Food is more than just calories. In The Anthropology of Food (ANT 295), you’ll learn about the larger implications of food in our world.

“Food is powerful, important, delicious, and hard work, embedded in webs of inequality, racism, and gendered norms,” says Emily de Wet, assistant professor in the department of anthropology. De Wet draws on her experience conducting research with women who worked in a South African market; she hopes to honor them through her teaching of this class.

The Anthropology of Food covers a wide range of topics related to food and anthropology. As a student in this course, you’ll learn about the many ways that food matters in your life, as well as what better food systems could look like. The course engages with food across a wide spectrum of contexts and examines how food matters in daily life, from the cultural and social implications to agricultural and trade policies.
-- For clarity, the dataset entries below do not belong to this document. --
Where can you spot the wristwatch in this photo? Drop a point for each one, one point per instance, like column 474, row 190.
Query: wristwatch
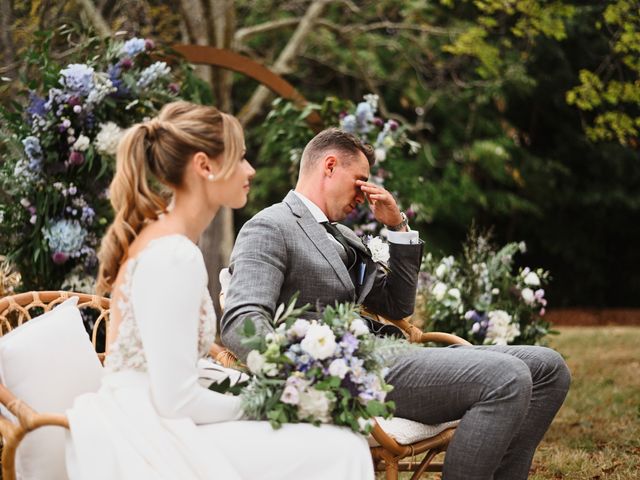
column 401, row 225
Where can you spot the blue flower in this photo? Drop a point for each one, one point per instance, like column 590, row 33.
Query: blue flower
column 77, row 78
column 132, row 47
column 66, row 237
column 33, row 151
column 36, row 106
column 348, row 123
column 152, row 73
column 364, row 117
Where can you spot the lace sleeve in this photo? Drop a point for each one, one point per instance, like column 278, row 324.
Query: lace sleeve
column 166, row 294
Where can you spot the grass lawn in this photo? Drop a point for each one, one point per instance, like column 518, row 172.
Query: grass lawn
column 596, row 435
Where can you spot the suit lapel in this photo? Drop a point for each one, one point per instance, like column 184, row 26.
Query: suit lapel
column 318, row 236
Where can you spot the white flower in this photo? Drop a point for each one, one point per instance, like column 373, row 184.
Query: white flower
column 500, row 330
column 532, row 279
column 379, row 250
column 270, row 369
column 455, row 293
column 528, row 296
column 82, row 143
column 290, row 395
column 108, row 138
column 314, row 405
column 439, row 290
column 255, row 362
column 300, row 327
column 338, row 368
column 358, row 327
column 319, row 342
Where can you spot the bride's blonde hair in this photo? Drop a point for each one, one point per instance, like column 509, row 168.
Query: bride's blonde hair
column 161, row 148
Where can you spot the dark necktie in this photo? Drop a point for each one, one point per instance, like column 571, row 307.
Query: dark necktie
column 335, row 233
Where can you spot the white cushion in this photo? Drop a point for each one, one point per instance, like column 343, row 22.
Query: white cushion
column 406, row 432
column 47, row 362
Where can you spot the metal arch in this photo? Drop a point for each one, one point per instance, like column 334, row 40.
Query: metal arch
column 238, row 63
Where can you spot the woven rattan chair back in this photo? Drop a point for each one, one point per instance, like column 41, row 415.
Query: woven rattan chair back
column 16, row 310
column 20, row 308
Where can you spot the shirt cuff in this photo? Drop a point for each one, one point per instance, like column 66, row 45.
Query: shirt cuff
column 403, row 238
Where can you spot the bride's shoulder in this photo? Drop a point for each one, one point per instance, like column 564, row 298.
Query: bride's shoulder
column 170, row 250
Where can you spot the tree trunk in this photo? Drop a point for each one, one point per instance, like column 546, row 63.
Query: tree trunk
column 282, row 64
column 197, row 27
column 223, row 13
column 95, row 17
column 6, row 40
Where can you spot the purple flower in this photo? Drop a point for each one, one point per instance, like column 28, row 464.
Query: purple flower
column 126, row 63
column 33, row 151
column 59, row 258
column 349, row 344
column 75, row 159
column 77, row 78
column 132, row 47
column 36, row 105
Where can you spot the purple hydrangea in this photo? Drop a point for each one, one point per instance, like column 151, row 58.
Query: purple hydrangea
column 33, row 150
column 77, row 78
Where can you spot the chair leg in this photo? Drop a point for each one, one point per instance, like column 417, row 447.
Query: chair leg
column 391, row 470
column 424, row 464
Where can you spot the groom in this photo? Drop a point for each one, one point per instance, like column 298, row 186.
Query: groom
column 506, row 396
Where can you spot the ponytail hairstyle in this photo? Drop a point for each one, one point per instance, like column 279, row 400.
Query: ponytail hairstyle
column 160, row 149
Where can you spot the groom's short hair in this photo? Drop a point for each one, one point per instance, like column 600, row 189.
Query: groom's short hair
column 334, row 139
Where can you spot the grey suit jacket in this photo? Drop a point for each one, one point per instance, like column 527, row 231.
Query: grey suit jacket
column 284, row 250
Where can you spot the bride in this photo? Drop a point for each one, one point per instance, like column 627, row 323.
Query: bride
column 151, row 419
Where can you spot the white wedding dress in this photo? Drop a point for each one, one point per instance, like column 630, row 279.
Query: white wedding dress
column 152, row 419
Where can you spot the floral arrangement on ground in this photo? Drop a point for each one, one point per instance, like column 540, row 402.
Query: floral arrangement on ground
column 329, row 370
column 479, row 296
column 59, row 152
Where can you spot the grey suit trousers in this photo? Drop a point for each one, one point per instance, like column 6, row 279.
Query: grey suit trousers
column 506, row 397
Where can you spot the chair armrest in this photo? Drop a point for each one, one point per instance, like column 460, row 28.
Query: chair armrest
column 223, row 355
column 418, row 336
column 13, row 433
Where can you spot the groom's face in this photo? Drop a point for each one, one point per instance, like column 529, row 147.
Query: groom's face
column 343, row 194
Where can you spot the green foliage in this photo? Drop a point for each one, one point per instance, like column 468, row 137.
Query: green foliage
column 478, row 296
column 612, row 91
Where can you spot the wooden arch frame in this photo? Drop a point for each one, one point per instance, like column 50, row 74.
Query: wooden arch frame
column 219, row 57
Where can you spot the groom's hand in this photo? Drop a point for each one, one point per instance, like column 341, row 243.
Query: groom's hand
column 382, row 204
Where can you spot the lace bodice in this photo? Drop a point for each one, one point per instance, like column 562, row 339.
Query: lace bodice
column 127, row 351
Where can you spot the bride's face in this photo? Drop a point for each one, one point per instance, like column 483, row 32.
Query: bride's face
column 235, row 190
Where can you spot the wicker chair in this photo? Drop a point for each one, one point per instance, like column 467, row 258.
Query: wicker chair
column 14, row 311
column 388, row 454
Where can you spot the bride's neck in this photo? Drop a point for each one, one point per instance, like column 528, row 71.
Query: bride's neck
column 189, row 217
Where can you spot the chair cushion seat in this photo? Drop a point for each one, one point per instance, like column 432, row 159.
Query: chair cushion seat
column 406, row 432
column 47, row 362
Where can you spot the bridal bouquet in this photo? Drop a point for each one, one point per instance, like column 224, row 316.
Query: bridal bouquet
column 326, row 371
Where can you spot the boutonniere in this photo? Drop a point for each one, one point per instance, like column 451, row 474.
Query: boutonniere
column 378, row 248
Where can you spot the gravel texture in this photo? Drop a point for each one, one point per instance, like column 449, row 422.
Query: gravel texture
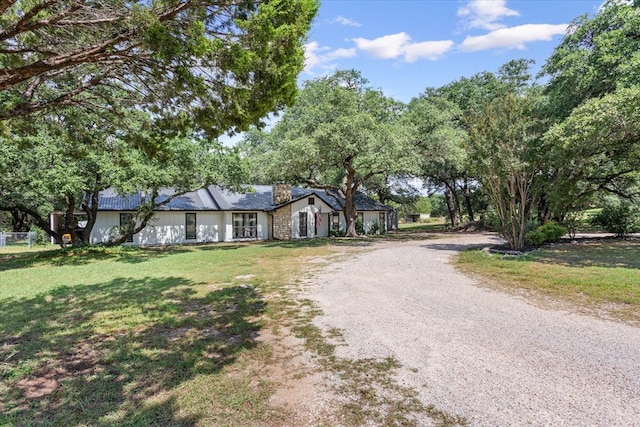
column 491, row 357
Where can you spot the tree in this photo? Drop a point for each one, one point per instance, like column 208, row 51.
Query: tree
column 338, row 136
column 597, row 56
column 221, row 65
column 593, row 90
column 503, row 149
column 597, row 148
column 437, row 135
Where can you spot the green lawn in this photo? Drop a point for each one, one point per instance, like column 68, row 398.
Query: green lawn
column 600, row 276
column 142, row 336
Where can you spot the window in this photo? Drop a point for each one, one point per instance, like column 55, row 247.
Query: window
column 302, row 224
column 335, row 221
column 190, row 226
column 245, row 225
column 125, row 221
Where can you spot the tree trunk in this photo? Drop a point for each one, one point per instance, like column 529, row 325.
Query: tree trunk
column 451, row 205
column 467, row 198
column 92, row 214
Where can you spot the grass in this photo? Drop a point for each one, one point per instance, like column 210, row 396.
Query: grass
column 431, row 225
column 171, row 337
column 142, row 336
column 599, row 276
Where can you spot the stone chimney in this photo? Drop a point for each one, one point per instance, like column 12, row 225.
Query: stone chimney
column 281, row 193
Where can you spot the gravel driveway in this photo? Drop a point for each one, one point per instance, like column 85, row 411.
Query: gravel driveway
column 491, row 357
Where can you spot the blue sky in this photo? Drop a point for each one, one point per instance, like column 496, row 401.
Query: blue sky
column 405, row 46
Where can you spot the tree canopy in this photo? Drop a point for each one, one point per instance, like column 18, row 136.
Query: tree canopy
column 340, row 134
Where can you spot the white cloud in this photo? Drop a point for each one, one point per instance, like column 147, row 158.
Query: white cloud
column 396, row 45
column 485, row 14
column 322, row 57
column 427, row 50
column 514, row 37
column 342, row 20
column 385, row 47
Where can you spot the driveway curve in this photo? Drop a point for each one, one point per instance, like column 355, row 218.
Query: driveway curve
column 490, row 357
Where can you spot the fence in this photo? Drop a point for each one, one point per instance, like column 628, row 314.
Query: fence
column 17, row 239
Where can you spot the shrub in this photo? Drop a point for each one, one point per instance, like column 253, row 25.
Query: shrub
column 550, row 232
column 375, row 228
column 620, row 219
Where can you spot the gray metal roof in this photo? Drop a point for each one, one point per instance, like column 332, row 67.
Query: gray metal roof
column 200, row 200
column 214, row 198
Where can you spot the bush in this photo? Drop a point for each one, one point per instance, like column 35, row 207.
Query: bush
column 550, row 232
column 620, row 219
column 375, row 228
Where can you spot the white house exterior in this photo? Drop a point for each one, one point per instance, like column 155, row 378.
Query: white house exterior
column 212, row 214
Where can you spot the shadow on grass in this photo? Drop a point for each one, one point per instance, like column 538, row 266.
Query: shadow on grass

“I hope students start to look at their dinner plates and think about who produced and prepared that food, and how such roles carry gender and racial inequalities,” de Wet says. She hopes students will begin to question what counts as ‘meat’ in different contexts. She wants students to look at an avocado in a U.S. supermarket and think about all the policy that made it possible, and the implications of that policy on Mexican farmers, their families, their health, and their ways of life that changed and were harmed because of that policy.
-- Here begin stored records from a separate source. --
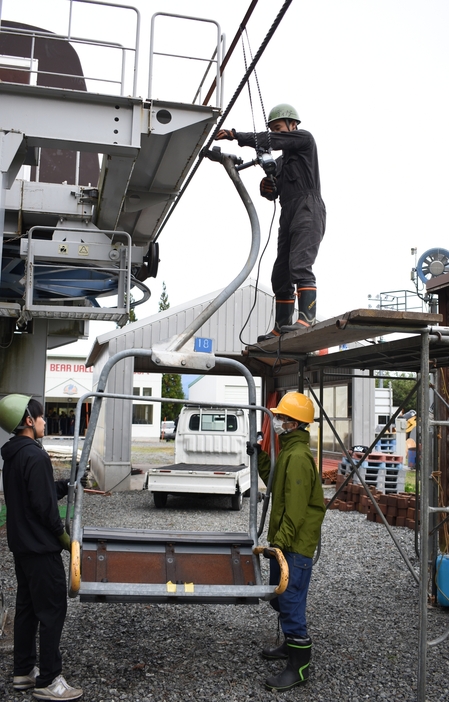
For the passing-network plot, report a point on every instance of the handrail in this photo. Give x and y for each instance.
(67, 37)
(217, 53)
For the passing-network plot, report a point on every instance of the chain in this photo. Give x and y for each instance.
(260, 94)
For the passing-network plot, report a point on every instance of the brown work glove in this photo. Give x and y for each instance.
(268, 188)
(228, 134)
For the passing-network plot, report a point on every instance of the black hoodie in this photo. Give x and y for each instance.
(32, 518)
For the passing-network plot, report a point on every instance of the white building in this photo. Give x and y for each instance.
(68, 378)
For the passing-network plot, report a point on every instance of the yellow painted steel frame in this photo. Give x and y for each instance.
(75, 568)
(283, 580)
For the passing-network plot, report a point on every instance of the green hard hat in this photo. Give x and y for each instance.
(12, 409)
(283, 111)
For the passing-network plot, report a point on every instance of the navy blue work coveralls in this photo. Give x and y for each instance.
(33, 525)
(303, 216)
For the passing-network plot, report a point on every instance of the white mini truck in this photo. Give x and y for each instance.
(210, 457)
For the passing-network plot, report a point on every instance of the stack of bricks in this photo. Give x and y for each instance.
(399, 509)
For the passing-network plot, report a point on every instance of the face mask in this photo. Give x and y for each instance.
(278, 425)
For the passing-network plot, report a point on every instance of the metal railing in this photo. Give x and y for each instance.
(215, 60)
(34, 35)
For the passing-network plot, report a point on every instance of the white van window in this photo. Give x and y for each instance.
(213, 422)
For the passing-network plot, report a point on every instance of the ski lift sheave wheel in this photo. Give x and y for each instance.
(433, 263)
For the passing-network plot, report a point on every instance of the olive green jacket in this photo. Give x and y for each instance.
(297, 508)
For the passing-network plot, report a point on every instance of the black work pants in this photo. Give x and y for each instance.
(301, 228)
(41, 600)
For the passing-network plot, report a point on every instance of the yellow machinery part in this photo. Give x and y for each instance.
(75, 568)
(283, 580)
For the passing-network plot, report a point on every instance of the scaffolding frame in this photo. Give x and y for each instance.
(424, 349)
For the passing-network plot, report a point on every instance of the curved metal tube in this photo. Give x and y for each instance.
(228, 162)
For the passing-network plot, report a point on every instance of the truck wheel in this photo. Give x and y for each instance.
(160, 499)
(237, 502)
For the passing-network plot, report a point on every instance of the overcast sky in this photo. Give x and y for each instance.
(369, 80)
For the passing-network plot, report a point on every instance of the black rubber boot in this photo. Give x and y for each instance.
(283, 316)
(306, 310)
(280, 652)
(297, 670)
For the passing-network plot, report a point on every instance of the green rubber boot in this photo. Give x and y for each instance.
(283, 316)
(280, 652)
(297, 670)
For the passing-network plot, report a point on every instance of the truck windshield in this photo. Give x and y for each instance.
(213, 422)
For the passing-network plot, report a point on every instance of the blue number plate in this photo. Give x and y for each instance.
(202, 344)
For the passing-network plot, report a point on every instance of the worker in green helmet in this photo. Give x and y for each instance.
(36, 537)
(303, 217)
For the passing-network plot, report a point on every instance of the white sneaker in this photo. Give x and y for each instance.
(24, 682)
(59, 689)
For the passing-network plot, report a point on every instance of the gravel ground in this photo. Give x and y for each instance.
(362, 614)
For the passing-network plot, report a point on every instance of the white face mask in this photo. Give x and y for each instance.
(278, 425)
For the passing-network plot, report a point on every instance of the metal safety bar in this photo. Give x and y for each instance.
(68, 37)
(75, 494)
(216, 57)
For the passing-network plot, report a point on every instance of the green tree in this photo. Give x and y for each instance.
(171, 387)
(171, 382)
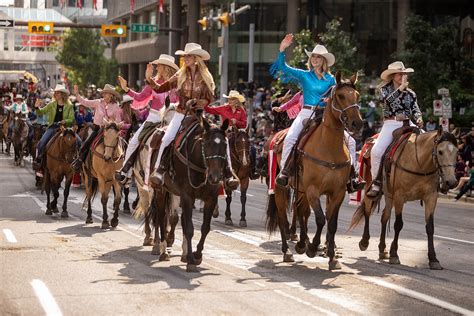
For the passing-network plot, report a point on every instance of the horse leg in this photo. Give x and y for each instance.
(430, 205)
(228, 200)
(67, 185)
(244, 184)
(387, 212)
(398, 227)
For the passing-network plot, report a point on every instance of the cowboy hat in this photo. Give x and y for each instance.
(193, 49)
(235, 94)
(393, 68)
(321, 50)
(166, 60)
(108, 88)
(61, 88)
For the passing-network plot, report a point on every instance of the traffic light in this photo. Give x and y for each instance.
(41, 27)
(114, 30)
(204, 22)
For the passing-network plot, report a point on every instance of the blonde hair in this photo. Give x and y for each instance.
(205, 74)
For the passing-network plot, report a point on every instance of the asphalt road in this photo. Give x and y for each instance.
(57, 266)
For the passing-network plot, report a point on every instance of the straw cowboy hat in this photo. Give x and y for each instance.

Beginning with an introduction into approaches to food, you’ll engage with anthropological theories to help ground abstract concepts in something tangible. The curriculum incorporates “mini ethnographic projects” in which you will apply concepts studied in class to understand the world of food, providing you with experience in social science methods. This exposure to social science research will prepare you for future work in anthropology classes and graduate school, and potentially for other future work environments where such skills would be an asset.
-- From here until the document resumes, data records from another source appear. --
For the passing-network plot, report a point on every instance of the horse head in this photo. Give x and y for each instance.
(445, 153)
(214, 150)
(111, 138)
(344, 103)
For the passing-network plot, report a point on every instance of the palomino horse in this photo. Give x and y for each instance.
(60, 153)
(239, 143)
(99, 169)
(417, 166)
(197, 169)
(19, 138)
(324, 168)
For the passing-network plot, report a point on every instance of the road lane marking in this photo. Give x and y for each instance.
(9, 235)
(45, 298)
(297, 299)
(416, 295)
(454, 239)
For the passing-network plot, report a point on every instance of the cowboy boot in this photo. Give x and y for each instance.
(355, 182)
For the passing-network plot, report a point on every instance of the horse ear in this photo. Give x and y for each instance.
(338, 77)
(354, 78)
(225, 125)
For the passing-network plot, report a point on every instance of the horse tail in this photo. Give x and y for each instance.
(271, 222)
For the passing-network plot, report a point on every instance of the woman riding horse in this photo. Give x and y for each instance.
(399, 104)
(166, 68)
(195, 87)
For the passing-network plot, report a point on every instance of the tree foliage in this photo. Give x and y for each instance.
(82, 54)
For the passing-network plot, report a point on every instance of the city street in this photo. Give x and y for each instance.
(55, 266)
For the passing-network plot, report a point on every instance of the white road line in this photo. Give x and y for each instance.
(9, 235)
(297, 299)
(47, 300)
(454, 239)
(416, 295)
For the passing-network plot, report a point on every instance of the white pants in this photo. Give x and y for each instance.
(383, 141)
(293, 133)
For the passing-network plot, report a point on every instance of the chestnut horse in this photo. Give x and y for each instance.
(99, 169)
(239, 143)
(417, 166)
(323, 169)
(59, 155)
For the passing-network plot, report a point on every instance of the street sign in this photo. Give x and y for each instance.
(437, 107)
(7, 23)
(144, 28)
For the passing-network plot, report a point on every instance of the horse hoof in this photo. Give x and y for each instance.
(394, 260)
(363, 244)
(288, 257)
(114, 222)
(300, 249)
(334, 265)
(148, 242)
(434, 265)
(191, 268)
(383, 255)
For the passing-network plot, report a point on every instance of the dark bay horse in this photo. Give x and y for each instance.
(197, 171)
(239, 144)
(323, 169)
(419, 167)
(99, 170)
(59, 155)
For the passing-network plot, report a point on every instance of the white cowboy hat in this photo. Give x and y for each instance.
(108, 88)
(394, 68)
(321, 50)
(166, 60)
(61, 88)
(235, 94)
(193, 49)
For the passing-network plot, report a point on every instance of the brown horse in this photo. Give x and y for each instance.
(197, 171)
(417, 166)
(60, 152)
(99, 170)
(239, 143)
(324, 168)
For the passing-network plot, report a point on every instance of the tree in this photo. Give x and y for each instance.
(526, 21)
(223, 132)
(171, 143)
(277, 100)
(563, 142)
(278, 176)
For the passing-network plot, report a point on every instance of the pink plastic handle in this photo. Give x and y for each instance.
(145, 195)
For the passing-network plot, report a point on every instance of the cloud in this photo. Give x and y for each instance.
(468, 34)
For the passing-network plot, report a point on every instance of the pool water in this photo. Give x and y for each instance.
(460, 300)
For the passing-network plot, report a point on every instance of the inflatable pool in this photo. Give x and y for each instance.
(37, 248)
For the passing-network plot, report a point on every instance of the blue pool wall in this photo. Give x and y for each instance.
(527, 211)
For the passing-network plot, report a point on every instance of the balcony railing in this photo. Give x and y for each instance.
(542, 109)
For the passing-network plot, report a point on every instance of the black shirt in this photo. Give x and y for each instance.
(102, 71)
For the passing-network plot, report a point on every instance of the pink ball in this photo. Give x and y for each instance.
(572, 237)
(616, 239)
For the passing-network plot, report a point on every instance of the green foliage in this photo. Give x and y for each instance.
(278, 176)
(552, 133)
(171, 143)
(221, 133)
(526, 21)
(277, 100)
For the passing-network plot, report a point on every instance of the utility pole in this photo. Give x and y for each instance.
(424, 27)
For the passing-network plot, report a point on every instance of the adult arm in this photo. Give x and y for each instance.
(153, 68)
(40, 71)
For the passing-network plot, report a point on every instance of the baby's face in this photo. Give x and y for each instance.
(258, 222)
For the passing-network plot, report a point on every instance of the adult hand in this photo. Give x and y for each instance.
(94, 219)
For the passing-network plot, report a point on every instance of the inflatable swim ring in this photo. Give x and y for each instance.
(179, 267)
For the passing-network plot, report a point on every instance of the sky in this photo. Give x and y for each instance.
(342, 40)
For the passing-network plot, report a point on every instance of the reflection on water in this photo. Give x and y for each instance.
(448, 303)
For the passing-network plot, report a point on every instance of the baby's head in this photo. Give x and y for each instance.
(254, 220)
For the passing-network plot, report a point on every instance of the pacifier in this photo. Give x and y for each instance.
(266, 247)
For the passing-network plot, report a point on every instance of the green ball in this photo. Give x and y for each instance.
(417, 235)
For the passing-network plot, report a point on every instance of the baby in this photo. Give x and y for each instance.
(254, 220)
The class also transitions from personal, cultural, and identity-focused approaches to understanding food and zooms out to larger structural and systemic issues.

“I learned this material outside of classrooms, in my own research and scholarship, and I hope to instill the complexity and urgency of studying food from an anthropological lens,” de Wet says. “The origins of my work began when conducting research with women who worked in the informal meat market in South Africa. I hope to honor the lessons they taught me through my teaching of this class.”